Duque'nin mensubu olduğu sağcı Demokratik Merkez Partisi'nin şefi ve eski Devlet Başkanlarından Alvaro Uribe’de, FARC'ın parlamentoya girmesine tepki göstermişti.

***

FARC 1960-1964 yıllarında “büyük toprak sahiplerinin baskı ve sömürüsüne son vermek, feodalizmi yıkmak ve nihai hedef sosyalizm” için bir köylü örgütü olarak ortaya çıkıyordu. Bir dönem savaşçı sayısı 18 bine kadar ulaşan örgüt, 45 milyon nüfuslu ülkenin neredeyse yüzde 40’ına hükmediyordu. 

FARC’ın kontrolündeki bölgelerde uluslararası tekellerin tarım alanlarını sömürmesine müsade edilmedi. ABD ve devletin iddialarının aksine, uyuşturucu mafyası ve paramiliter güçlerin de barınmasına göz yumulmadı.

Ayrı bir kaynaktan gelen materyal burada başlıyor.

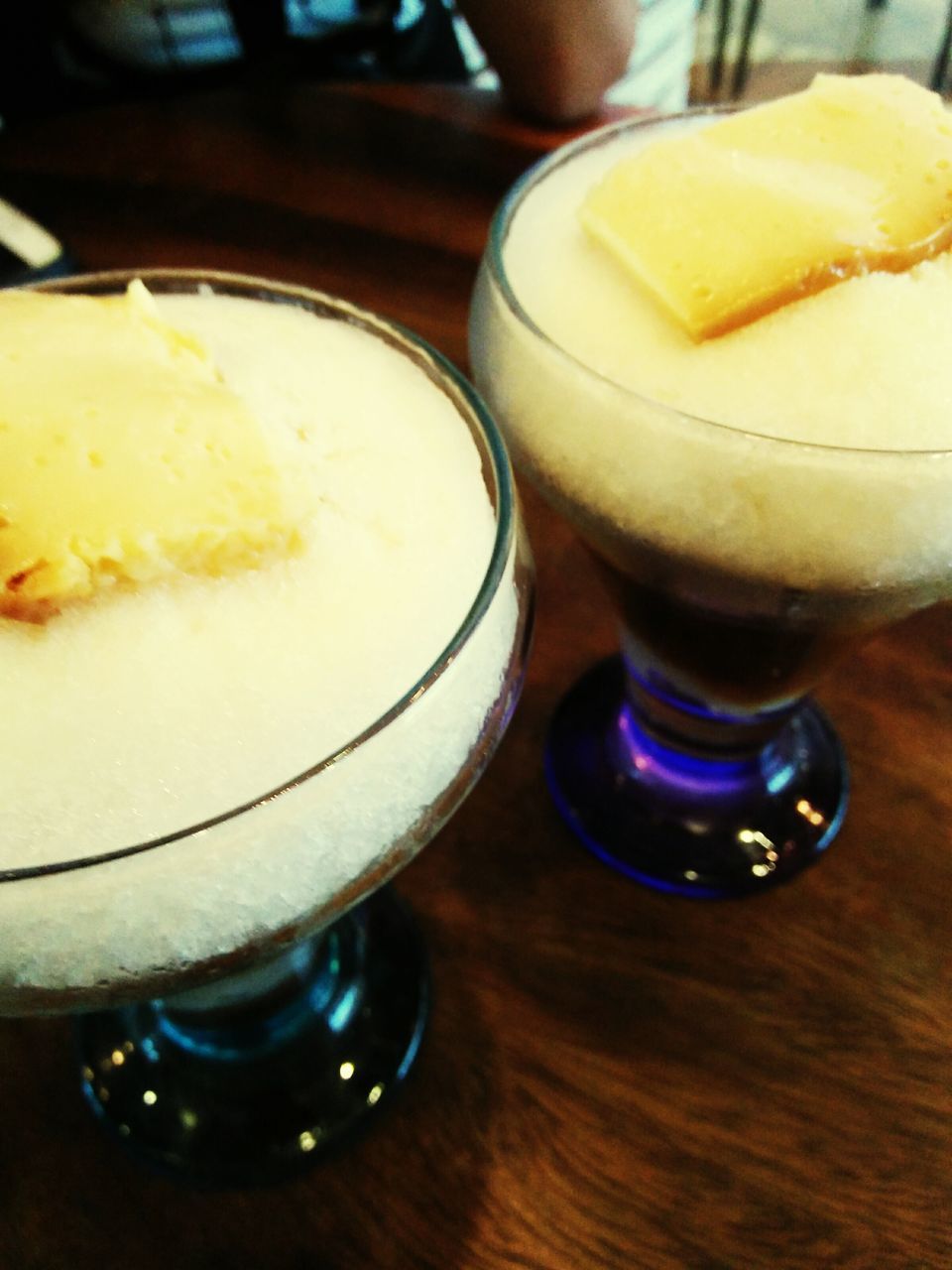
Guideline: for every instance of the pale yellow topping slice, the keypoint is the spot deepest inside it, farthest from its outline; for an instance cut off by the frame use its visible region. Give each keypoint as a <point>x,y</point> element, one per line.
<point>729,222</point>
<point>123,457</point>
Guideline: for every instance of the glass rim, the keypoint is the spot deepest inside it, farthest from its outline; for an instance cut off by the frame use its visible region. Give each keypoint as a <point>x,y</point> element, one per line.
<point>494,257</point>
<point>472,412</point>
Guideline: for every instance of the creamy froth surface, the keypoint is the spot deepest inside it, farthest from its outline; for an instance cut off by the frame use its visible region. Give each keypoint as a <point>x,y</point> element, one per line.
<point>833,467</point>
<point>148,710</point>
<point>861,365</point>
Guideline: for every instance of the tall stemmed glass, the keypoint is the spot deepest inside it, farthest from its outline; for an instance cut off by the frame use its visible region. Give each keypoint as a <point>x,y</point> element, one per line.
<point>693,761</point>
<point>249,989</point>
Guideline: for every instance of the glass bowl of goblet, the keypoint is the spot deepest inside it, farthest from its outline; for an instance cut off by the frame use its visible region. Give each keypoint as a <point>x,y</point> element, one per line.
<point>740,563</point>
<point>248,989</point>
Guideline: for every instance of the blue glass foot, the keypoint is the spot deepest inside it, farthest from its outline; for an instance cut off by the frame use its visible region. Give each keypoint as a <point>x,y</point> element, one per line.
<point>259,1076</point>
<point>693,818</point>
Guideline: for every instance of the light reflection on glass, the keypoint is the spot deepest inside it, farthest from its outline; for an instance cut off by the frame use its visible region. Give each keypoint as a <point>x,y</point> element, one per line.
<point>810,813</point>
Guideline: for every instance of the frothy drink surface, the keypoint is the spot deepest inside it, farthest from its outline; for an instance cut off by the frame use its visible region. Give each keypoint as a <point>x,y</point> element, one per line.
<point>146,711</point>
<point>815,477</point>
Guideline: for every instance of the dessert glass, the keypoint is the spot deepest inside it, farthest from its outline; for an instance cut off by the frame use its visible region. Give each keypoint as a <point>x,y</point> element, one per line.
<point>276,996</point>
<point>694,761</point>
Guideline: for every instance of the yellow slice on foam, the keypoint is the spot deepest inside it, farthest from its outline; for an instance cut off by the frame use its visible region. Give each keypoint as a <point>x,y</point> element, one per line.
<point>123,456</point>
<point>731,221</point>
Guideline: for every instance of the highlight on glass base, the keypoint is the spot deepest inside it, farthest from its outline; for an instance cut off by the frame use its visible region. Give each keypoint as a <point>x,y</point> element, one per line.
<point>757,503</point>
<point>214,776</point>
<point>679,813</point>
<point>258,1076</point>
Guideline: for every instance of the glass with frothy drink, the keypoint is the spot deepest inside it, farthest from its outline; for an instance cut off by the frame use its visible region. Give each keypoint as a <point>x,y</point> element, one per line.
<point>757,503</point>
<point>223,742</point>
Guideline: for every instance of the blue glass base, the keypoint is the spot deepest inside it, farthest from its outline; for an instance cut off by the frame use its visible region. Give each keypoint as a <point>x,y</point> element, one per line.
<point>266,1082</point>
<point>693,821</point>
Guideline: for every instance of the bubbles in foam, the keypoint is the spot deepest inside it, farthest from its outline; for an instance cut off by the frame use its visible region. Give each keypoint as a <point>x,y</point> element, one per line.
<point>151,710</point>
<point>862,365</point>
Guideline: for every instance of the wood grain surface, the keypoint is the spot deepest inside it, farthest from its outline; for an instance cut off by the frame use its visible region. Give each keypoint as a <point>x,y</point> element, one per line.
<point>612,1078</point>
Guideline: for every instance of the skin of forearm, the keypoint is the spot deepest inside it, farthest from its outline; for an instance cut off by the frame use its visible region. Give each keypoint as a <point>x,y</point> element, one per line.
<point>555,58</point>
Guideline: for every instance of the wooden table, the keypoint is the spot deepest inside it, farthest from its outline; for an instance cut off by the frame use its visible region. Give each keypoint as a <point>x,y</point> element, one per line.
<point>612,1078</point>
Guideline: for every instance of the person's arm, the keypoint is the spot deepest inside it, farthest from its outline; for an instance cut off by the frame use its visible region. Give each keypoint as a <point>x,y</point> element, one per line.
<point>555,58</point>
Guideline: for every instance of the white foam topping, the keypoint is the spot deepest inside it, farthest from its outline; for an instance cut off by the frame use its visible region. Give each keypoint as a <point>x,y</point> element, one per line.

‘80’li yıllara gelindiğinde FARC, kontrolündeki bölgelerde artık meşru ve ‘legal’ olarak algılanıyordu. Algı sürece de yansıdı. FARC o dönemde legal siyasi arayışlara girdi. Parlamenter siyasette var olmayı hedefine koydu.

O dönem Komünist Parti ile birleşen ve kendisine yakın ilerici kadrolar aracılığıyla 1985'te Yurtseverler Birliği’ni (Union Patriotica) kuran FARC’a, tam o dönemde Kolombiya hükümeti silah bırakma çağrısında bulundu. FARC ile devlet arasında gizli “barış görüşmeleri”nin ilk olarak o dönemde başladığı varsayılıyor. 

Ancak FARC'ın legalleşme girişimleri ve devletle kurulan gizli temaslar, seçimler yaklaştığı sırada Yurtseverler Birliği'ne karşı girişilen vahşi kitlesel katliamlar ve suikastlarla son buldu. Devlet destekli paramiliter güçler, yeni partinin adaylarını ve binlerce üyesini katlettiler. Öldürülenler arasında Yurtseverler Birliği'nin iki devlet başkanı adayı da vardı. 

Yurtseverler Birliği'nin 9 milletvekili, 70 belediye meclisi üyesi ve 11 belediye başkanı paramiliter faşist çeteler tarafından öldürüldü. Yurtseverler Birliği'nin dağıtıldığı bu süreçte 6 milyon insan köylerinden, yerlerinden yurtlarından edildi. FARC da parlamenter siyasal arayışlarına son vererek dağlara çekildi.

Yurtseverler Birliği deneyiminin trajik bir şekilde sonuçlanmasına rağmen FARC, 2016’da daha kötü koşullarda devletle yeniden “barış masasına” oturdu. Varılan anlaşma ile gerillalara silahlarını teslim etmelerine karşılık parlamentoda birkaç temsilci ve “yaşam güvencesi” verildi.

FARC arkasındaki kitle desteği ve on binlerce savaşçısı ile yarım asrı aşan bir süre boyunca Kolombiya tarihinin bir parçası oldu. Ne zaman ki çözümün mücadelede değil de “masada” olduğu kararını aldı ve silahlarını teslim etti, işte o zaman bugün varılan trajik sona doğru “talihsiz” adımlar da atılmış oldu.